Tuesday, February 26, 2008

Socialism = Morality?

So it is not often that I share any stories from graduate school in this forum, because for the most part they are not particularly relevant to what I do here. I am training to be an historian of the United States, concentrating in the political and intellectual history of the early American republic. Obviously, when it is relevant I use knowledge I have gained during this training in my arguments and writings, but I don't generally post on specific happenings within my graduate program. Today, I make an exception. A seminar I am auditing in preparation for my final oral examination before I begin my dissertation has brought me face-to-face with the explicit voicing of an all-too-frequent idea in this modern world we live in.

The setting: A discussion of essays concerning the advent of slave labor in the colonial period of Atlantic/Caribbean history. The specific point which interested my colleague was a moral condemnation of slavery as a labor system. This should be a rather humdrum occurrence in modern historiography (and is for the most part), no one would countenance for one moment a substantive disagreement on this point.
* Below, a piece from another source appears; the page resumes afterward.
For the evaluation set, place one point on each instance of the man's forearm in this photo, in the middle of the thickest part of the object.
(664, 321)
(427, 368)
However, this colleague of mine was fascinated by this overtly "socialist" judgment creeping into a work of history. What does that mean? For starters (and I confirmed this for my own understanding after the class), it means quite unequivocally that socialists are the only ones who make a moral case against slavery as a labor system. When I queried in class if it were possible for a capitalist to morally condemn slavery I was told quite simply, "No." The only thing which comforted me in this moment was the fact that I was not the only one in the room insulted by this remark, in fact the sense of shock was quite palpable.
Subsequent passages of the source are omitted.